Democratic Norms and the Settlement of Iceland

Thursday September 28, 2017

•  futures studies •  governing Mars •  Iceland •  Mars •  northern studies •  political science •  public affairs • 

Iceland today is a small island of roughly 300,000 people in the North Atlantic, often credited as the oldest functioning democracy. Iceland was originally colonized by Norse migrants leaving Scandinavia in search of land in the Ninth Century. Except for a few monks, the Norse settlers found an uninhabited island and began claiming tracks of land. Due to a remarkably high degree of literacy among the earliest Iceland Settlers, substantial and detailed records exist of this of this settlement period. We can use these settlement records to understand how the people of Iceland interacted with each other, developing elementary government.

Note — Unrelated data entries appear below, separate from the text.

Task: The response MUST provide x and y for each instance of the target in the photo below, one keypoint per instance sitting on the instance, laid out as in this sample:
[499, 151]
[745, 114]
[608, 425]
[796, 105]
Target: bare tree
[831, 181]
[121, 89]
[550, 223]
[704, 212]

Starting in 874, Iceland was rapidly colonized by northern European settlers. The period of colonization, known as the Age of Settlement, lasted for about fifty-five years and ended when unclaimed land was no longer available. The documentation of the time, the Sagas, described an agrarian people and recorded a settlement period of family farms, not major cities. The population in A.D. 930, the traditional end date of the Age of Settlement, was estimated at 30,000 over about 1400 individual settlements, many of these people having been born on the island and knowing no other land. As the population grew, a denser population drove more interactions between individuals and necessitated the development of laws to govern those interactions.

The year A.D. 930 was also the year the Althingi was established. Bringing with them traditional Norse values and social constructions, the early Icelandic settlers built community governance structures modeled on those traditional governance forms, a town meeting called the thing, consisting of all free men in the village. Eventually, larger scale governance was required and the Althingi brought together chieftains from around Iceland every summer. The Althingi had both judicial and legislative powers. While the “Law Speaker” filled a role as parliamentarian and historian of the body, there was no island-wide executive function.

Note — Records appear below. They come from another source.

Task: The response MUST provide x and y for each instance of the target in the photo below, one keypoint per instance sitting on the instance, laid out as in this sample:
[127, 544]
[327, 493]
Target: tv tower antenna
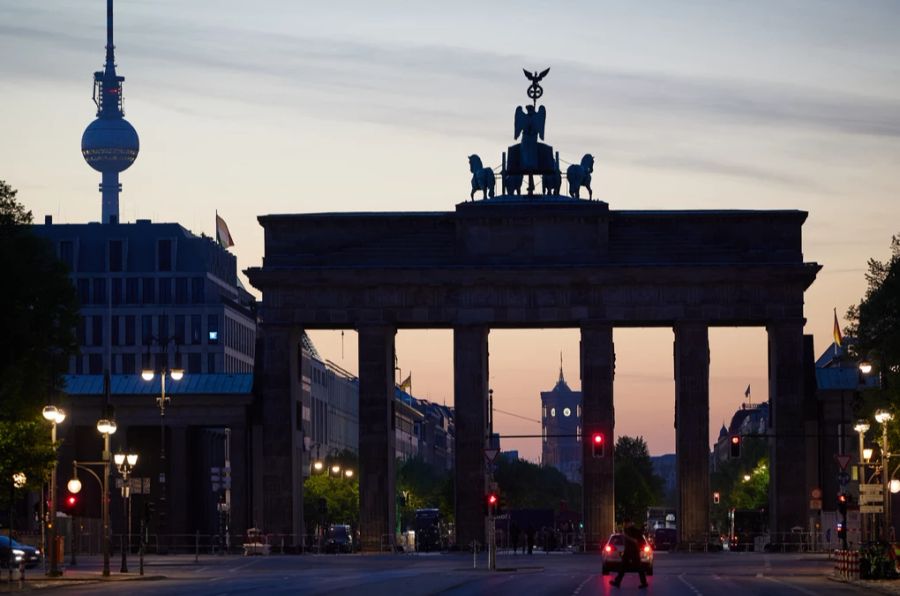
[109, 143]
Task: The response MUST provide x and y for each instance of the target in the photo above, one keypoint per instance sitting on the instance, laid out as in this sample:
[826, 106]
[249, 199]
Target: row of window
[184, 329]
[116, 257]
[136, 290]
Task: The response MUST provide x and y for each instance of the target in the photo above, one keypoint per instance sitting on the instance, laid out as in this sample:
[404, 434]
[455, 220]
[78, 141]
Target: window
[195, 329]
[198, 290]
[146, 329]
[116, 285]
[149, 290]
[96, 331]
[84, 291]
[115, 255]
[165, 290]
[212, 324]
[129, 330]
[179, 330]
[99, 290]
[131, 290]
[180, 290]
[67, 254]
[164, 255]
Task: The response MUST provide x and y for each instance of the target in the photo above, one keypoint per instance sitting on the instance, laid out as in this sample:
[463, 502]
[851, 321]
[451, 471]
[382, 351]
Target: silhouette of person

The structure and timing of settlement had distinctive implications for establishing governance structures in Iceland. In Viking Age Iceland, Byock notes that because early Icelandic governance was not based on historical tribal allegiances, “the cultural focus was the law.” In addition, the settlement encouraged a strong sense of private property and ownership that was widely respected, even without the traditional enforcement mechanisms of state, such as a central police force. Further, military forces were not required to maintain control over Iceland. Nevertheless, while superficially resembling a democratic republic, early Iceland’s governance was only for a single upper class. By the Thirteenth Century, class division had weakened the democratic institutions and King Hakon of Norway was declared King of Iceland.

Despite its eventual dissolution and weak democratic structure, early Iceland provides a guide for how societies can self-organize, especially when the entire social structure is, itself, new. Without an existing population, the settlers were able to build social structures that were responsive to their own needs, and not worrying about outside influence or risk. At the same time, the social structure was not perfect. Like many agrarian societies, the social structure was highly patriarchal, with primary political power vested in the male heads of families. We can also see how Icelandic settlers adopted their historical cultural institutions to meet their new needs. When creating a national assembly, the structure and even name came from the old Norse town assembles. Together, we can see a desire for self-rule is important to colonial independence.